Funding and next steps
Officials say those gains did not come cheap. They point to significant public spending on CVI, although even the basic tally depends on whose spreadsheet you trust. One account ties GASC-related CVI funding at about $248 million since 2022, while a Cook County news release describes more than $300 million in public awards connected to the GASC effort. Frontline providers say the headline numbers do not always translate into predictable support for people doing the work. As one organizer told the Chicago Sun-Times, “We need funding, proper funding, sir, so we can do what we need to do and keep the work going.” City and county leaders say they are reworking grant processes to tighten coordination and build long-term capacity for local groups.
What to watch next
Analysts say the real test will be whether the drops hold through the spring and summer, when shootings typically spike. Researchers and city partners plan to keep a close eye on near-real-time tools like the University of Chicago Crime Lab’s Violence Reduction Dashboard to see if the pattern continues.
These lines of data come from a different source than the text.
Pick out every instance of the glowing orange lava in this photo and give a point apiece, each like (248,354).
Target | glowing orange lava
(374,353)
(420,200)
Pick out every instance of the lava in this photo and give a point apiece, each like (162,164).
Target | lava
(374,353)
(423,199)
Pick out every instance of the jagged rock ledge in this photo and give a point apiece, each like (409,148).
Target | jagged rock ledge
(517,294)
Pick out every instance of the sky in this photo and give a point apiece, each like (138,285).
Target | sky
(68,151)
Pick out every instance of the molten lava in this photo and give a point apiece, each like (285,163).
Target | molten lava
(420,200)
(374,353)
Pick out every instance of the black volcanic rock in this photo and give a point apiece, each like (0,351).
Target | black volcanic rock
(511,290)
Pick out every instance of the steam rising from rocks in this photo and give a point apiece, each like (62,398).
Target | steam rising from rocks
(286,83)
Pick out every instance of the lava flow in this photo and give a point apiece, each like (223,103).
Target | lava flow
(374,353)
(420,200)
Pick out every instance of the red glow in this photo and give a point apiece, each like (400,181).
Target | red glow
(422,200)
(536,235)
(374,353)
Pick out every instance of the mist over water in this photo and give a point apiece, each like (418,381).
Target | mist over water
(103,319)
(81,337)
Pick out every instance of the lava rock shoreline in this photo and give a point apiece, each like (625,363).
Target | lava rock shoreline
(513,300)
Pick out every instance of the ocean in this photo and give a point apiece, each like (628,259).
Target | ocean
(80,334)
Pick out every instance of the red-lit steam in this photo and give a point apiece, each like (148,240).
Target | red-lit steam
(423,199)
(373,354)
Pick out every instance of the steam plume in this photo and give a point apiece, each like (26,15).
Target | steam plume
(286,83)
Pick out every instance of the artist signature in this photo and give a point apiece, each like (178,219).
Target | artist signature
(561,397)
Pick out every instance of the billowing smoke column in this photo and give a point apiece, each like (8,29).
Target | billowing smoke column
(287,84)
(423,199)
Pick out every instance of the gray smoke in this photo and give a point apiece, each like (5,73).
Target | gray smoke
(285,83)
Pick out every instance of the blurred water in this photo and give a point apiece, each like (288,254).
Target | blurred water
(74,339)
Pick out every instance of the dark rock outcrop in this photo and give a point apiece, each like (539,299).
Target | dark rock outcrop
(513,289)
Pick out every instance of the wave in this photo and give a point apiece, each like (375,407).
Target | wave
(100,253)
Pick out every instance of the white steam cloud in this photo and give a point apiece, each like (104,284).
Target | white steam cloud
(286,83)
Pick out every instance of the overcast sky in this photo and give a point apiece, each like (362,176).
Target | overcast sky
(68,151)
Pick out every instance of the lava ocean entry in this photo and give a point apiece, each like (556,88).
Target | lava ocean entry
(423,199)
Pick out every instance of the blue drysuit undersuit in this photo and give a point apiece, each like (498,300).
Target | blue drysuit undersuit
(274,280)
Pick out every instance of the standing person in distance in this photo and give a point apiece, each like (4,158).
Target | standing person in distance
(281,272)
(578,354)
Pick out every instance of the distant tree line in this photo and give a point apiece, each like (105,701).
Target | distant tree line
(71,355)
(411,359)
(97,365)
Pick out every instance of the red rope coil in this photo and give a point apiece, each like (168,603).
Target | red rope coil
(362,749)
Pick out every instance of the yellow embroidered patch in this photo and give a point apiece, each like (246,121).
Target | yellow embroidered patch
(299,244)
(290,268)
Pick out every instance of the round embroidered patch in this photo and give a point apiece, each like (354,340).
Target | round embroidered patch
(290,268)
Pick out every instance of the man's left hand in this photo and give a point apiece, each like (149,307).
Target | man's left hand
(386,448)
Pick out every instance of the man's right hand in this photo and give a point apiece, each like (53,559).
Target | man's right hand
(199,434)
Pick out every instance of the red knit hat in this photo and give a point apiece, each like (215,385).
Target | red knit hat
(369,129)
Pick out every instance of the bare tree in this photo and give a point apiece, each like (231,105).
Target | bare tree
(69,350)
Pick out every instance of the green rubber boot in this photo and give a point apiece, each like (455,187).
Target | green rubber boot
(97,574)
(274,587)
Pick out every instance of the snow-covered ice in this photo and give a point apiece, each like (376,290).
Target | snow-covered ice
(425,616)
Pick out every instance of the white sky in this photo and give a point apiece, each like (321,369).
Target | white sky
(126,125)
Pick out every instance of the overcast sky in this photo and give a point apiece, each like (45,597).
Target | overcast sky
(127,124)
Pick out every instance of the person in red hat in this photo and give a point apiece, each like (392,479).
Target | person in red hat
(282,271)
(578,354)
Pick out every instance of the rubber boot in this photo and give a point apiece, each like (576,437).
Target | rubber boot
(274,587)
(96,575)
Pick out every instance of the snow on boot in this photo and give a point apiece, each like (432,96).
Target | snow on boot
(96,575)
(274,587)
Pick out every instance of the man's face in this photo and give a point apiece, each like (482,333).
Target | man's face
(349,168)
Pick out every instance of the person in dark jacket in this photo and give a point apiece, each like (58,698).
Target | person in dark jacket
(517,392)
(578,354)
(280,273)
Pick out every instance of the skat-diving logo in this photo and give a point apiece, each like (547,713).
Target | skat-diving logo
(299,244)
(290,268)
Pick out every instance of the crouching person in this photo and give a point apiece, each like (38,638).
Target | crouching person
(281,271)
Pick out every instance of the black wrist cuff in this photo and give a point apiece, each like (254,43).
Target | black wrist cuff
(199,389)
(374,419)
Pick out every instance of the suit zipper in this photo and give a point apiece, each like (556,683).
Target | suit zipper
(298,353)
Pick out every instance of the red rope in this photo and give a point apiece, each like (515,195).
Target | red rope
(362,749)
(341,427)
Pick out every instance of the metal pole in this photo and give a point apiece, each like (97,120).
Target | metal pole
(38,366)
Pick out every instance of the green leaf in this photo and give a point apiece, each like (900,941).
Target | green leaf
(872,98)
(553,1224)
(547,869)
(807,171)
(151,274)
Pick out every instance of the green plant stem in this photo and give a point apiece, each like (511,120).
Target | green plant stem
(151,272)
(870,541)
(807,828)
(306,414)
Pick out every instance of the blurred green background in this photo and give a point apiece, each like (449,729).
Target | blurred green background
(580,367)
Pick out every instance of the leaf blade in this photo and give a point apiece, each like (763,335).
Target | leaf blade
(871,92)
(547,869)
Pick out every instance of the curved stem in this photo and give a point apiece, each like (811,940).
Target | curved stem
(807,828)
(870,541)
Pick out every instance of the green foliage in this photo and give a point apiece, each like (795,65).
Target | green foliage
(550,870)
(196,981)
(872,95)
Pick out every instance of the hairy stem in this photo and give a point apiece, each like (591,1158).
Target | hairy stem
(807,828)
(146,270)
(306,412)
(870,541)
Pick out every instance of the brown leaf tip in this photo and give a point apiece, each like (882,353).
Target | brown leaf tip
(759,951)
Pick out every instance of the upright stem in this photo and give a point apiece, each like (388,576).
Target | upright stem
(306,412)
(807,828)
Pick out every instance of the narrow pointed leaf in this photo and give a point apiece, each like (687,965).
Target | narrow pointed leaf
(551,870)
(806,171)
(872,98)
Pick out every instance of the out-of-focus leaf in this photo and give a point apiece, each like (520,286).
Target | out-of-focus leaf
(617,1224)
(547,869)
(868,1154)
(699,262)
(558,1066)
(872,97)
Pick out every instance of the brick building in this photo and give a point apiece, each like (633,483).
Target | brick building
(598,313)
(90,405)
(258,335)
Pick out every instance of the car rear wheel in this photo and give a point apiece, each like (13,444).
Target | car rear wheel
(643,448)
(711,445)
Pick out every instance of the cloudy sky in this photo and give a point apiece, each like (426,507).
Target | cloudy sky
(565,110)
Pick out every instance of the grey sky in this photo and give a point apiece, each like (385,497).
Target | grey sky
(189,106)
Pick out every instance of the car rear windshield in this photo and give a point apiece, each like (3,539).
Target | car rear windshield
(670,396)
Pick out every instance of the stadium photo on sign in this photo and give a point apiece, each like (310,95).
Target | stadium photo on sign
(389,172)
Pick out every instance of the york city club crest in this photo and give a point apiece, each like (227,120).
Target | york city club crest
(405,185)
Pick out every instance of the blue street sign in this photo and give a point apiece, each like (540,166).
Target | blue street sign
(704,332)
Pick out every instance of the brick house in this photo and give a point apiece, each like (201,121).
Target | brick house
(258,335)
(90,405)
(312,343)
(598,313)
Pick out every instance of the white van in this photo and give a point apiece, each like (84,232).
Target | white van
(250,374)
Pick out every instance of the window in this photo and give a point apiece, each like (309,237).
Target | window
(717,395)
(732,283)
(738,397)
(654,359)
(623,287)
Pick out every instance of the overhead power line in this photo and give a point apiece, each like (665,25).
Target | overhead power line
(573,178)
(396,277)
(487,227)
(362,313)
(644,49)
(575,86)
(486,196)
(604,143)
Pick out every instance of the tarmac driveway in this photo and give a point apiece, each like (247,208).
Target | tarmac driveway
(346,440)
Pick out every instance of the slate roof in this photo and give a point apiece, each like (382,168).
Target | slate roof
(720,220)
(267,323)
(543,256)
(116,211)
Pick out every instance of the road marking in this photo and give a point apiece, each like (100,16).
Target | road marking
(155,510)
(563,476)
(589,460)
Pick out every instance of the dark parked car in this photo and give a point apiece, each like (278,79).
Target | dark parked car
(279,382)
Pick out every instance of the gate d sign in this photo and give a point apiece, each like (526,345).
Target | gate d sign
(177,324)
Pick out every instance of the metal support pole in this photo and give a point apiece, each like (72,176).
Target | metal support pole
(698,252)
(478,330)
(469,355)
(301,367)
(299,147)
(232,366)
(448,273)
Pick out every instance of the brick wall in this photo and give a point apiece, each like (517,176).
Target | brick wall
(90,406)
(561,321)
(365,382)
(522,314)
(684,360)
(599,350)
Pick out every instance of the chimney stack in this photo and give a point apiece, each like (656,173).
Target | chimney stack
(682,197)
Independent evaluation and consistent reporting across programs will be critical to teasing out how much of the progress is tied to CVI investments versus broader citywide trends.
For residents in the affected neighborhoods, the immediate focus is more straightforward: keep the most effective outreach workers and youth programs funded, staffed and supported. City officials describe the early numbers as encouraging and are publicly urging patience and continued investment while the data get vetted and programs scale up. As officials told FOX 32 Chicago, the new approach is meant to be iterative, expanding what works, fixing what does not and tracking the results as they go.